Submit to a cluster:
spark-submit \
--class com.example.CustomerETL \
--master yarn \
--deploy-mode cluster \
--num-executors 10 \
--executor-memory 4g \
--executor-cores 2 \
target/scala-2.12/spark-etl-project-0.1.0.jar \
s3://bucket/input/ \
s3://bucket/output/
Testing Spark Applications
Extract transformation logic into pure functions that accept and return DataFrames. This makes testing straightforward:
package com.example
import org.apache.spark.sql.SparkSession
import org.scalatest.funsuite.AnyFunSuite
import org.scalatest.BeforeAndAfterAll
class CustomerETLTest extends AnyFunSuite with BeforeAndAfterAll {
var spark: SparkSession = _
override def beforeAll(): Unit = {
spark = SparkSession.builder()
.appName("CustomerETLTest")
.master("local[2]")
.config("spark.ui.enabled", "false")
.config("spark.driver.bindAddress", "127.0.0.1")
.getOrCreate()
}
override def afterAll(): Unit = {
if (spark != null) {
spark.stop()
}
}
test("transformCustomers filters null emails") {
import spark.implicits._
val input = Seq(
(1, "alice", "alice@example.com", 25),
(2, "bob", null, 30)
).toDF("id", "name", "email", "age")
val result = CustomerETL.transformCustomers(input)

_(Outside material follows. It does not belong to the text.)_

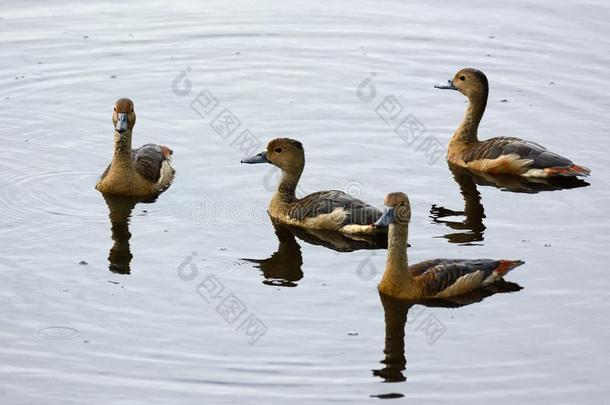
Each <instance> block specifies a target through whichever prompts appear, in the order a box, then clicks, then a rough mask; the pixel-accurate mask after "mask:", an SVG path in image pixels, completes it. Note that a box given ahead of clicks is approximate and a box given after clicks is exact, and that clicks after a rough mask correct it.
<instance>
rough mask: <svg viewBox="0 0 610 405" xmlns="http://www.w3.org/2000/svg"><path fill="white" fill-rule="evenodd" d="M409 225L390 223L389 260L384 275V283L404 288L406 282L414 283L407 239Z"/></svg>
mask: <svg viewBox="0 0 610 405" xmlns="http://www.w3.org/2000/svg"><path fill="white" fill-rule="evenodd" d="M408 236H409V227H408V225H406V224H390V227H389V229H388V261H387V263H386V270H385V273H384V275H383V280H382V284H384V283H387V282H389V283H390V285H391V286H400V287H401V288H404V286H405V284H406V285H410V284H412V283H413V276H412V275H411V273H410V272H409V260H408V257H407V239H408Z"/></svg>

assert(result.count() == 1)
assert(result.filter($"id" === 1).count() == 1)
}
test("transformCustomers categorizes age correctly") {
import spark.implicits._
val input = Seq(
(1, "alice", "alice@example.com", 25),
(2, "charlie", "charlie@example.com", 16)
).toDF("id", "name", "email", "age")
val result = CustomerETL.transformCustomers(input)

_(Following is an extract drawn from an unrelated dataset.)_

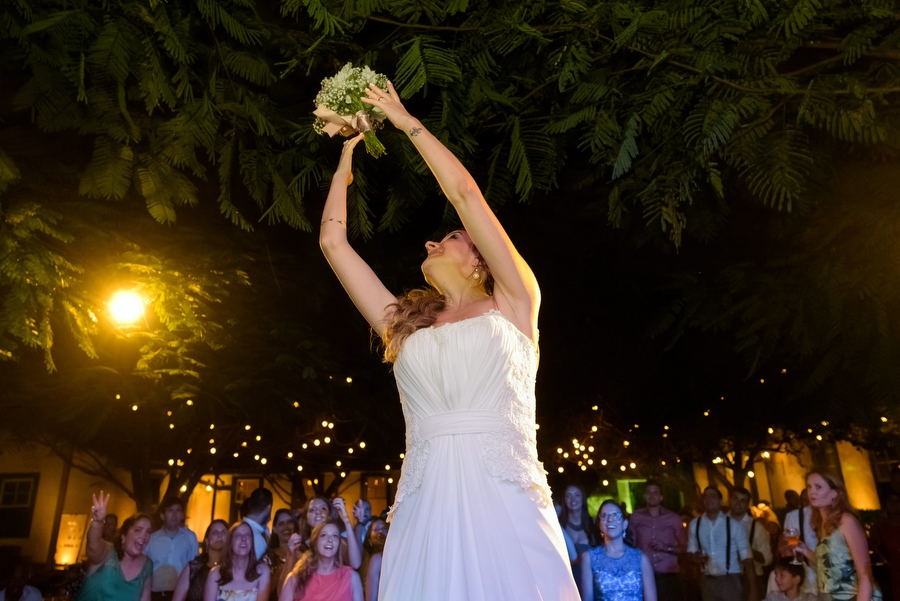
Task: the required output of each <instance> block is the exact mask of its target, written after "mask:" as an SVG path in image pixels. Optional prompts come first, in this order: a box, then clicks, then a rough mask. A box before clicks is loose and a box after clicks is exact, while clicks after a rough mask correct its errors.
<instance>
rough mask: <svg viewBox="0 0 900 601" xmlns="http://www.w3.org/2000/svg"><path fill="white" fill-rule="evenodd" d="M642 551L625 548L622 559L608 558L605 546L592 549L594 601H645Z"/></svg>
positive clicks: (633, 548) (619, 558)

val categories = result.select("age_category").as[String].collect()
assert(categories.contains("adult"))
assert(categories.contains("minor"))
}
}
Run tests with:
sbt test
Tips and Common Pitfalls
Scala version mismatches cause the most deployment failures. If your cluster runs Spark 2.4 with Scala 2.11, but you compiled with Scala 2.12, you’ll see NoSuchMethodError or ClassNotFoundException at runtime. Always verify your target cluster’s Scala version.
Memory settings for SBT matter for large projects. Create .sbtopts in your project root:
-J-Xms1024M
-J-Xmx4096M
-J-XX:+UseG1GC
Dependency shading becomes necessary when your dependencies conflict with Spark’s bundled libraries (Guava is a common culprit). Use sbt-assembly’s shading feature:
assembly / assemblyShadeRules := Seq(
ShadeRule.rename("com.google.common.**" -> "shaded.guava.@1").inAll
)
Incremental compilation is SBT’s killer feature. Avoid clean before every build—it defeats the purpose. Only clean when you suspect cache corruption or after changing Scala versions.
Parallel test execution can cause issues with shared SparkSessions. Either disable parallelism in tests or use separate SparkSessions per test class:
Test / parallelExecution := false
SBT rewards investment in understanding its model. The patterns in this article cover 95% of Spark project needs. Start simple, add complexity only when required, and always verify your assumptions against your target cluster’s configuration.